Crassula pyramidalis


Crassula archeri
Crassula cylindrica
Crassula quadrangula
Purgosea pyramidalis
Tetraphyle pyramidalis
Tetraphyle quadrangula


Crassula pyramidalis is native to Succulent Karoo, a desert ecoregion extending into South Africa and Namibia, notable for its biodiversity and high number of succulent species. It’s widespread in different climate zones, not threatened with extinction, and its preferred habitat are hill-tops on quartzitic sand stone pavement, either in summer or winter rainfall areas.


Crassula pyramidalis is a small succulent shrub, which becomes maximum 13-15 centimeters tall. It’s really appreciated in the world of ornamental gardening for its peculiar pyramidal shape, which justifies its name, and the incredible appearance of its stems. Stems, in fact, have no leaves, or rather, they have them but they are so small (4-8 mm) that they cannot be clearly distinguished and defined as leaves, because they are closely “imbricated” on the stems. “Imbricated” is a word used in botanical jargon that means “densely packed one on top of the other like roof tiles”. Also stems themselves have a peculiar, quadrangular shape, an intense, dark deep green colour and are densely branched, divided into four ribs formed by the 4 lines of imbricated leaves. Furthermore, they have a deep red tinge at their top and on the ribs which make them really cute.
Another incredible feature of this plant are its inflorescences: they appear at the top of the small stems, forming a dense, sessile cluster of very small, pinkish-white flowers. Blossoming season occurs mid Spring and Summer. This species, unfortunately, dies after blooming.


Crassula pyramidalis is a slow-growing plant, not so difficult to grow in a wide variety of climate condition if planted in a well-draining substrate. Even if you are not a really good gardener, it will resist.
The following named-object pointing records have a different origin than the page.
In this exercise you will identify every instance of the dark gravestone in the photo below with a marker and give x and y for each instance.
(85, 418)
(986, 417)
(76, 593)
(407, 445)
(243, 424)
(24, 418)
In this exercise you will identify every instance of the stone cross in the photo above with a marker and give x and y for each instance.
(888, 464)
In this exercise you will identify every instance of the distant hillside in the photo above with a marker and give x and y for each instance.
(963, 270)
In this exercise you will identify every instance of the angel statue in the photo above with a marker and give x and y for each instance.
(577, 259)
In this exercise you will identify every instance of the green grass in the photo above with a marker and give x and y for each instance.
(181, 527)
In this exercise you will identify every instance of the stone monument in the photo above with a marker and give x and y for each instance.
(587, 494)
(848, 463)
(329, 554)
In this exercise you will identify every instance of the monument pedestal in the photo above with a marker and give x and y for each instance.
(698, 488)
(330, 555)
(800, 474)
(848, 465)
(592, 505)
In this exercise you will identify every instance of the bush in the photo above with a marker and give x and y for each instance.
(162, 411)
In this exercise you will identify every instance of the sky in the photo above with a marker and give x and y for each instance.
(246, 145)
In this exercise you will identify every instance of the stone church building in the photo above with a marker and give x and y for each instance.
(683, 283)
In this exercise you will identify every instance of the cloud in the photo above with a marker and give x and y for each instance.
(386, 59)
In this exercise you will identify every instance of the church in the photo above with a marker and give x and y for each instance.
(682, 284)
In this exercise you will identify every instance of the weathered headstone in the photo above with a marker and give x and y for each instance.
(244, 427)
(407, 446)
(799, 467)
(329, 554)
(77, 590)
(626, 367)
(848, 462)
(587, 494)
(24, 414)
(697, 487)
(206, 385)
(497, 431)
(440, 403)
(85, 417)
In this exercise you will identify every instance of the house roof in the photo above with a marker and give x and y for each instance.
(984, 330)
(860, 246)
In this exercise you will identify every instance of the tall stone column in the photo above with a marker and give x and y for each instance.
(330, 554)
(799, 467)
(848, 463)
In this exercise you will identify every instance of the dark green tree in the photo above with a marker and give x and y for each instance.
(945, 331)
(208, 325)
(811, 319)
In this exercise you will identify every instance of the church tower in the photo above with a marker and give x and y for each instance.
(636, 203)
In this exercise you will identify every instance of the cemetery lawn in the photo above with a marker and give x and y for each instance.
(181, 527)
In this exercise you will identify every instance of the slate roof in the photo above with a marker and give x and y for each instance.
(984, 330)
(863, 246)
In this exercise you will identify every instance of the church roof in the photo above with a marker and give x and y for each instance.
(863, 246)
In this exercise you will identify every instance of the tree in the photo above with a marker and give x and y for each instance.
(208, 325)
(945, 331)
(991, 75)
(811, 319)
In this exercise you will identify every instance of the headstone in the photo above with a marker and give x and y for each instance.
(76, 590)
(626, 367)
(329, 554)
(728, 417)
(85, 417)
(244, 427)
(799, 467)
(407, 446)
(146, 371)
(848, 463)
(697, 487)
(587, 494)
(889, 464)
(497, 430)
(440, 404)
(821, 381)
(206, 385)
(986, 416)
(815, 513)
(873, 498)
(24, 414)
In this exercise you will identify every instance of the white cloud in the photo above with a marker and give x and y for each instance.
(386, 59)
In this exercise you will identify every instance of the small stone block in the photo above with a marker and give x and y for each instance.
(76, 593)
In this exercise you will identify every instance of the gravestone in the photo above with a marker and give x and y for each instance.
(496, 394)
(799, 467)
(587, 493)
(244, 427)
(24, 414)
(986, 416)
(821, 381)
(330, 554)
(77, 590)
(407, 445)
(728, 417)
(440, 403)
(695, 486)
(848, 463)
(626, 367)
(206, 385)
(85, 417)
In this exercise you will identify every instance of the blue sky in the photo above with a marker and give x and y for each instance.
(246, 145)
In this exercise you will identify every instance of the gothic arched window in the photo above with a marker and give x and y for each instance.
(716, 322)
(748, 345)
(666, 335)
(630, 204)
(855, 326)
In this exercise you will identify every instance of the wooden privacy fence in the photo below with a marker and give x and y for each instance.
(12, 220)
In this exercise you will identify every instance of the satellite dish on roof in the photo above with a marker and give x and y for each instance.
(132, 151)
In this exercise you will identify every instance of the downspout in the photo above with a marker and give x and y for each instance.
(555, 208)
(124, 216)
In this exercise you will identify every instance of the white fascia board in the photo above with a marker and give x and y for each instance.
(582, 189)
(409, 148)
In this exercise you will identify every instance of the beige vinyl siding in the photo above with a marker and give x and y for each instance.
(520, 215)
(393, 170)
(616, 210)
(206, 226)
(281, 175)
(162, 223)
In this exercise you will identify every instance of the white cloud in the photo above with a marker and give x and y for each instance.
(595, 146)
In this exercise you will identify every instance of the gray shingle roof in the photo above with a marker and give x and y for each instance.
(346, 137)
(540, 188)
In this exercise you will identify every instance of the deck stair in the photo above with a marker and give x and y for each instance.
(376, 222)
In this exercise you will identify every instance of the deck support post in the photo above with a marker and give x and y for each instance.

Pay attention to watering: the main problems that may occur in growing this species are related to overwatering and scarce ventilation. Water interventions should be moderate and frequent in Spring and Summer but reduced and scarce in Winter, to prevent it from root and stem rot. This species needs a good airflow and it will do well if exposed to sunlight for a large part of the day. Anyway, a direct exposure in the hottest hours of Summer days should be avoided. It’s better to keep it indoors to avoid frost damages: temperatures below 5ºC could damage the plant.
Its ideal substrate is a porous potting mix, very well-draining. Choose a shallow pot to provide the best condition for its fibrous roots.


Propagation can be made by seeds or stem cuttings. Cuttings usually form roots slightly easily, if planted in a humid, well-draining, sandy substrate. Sowing period is in Autumn.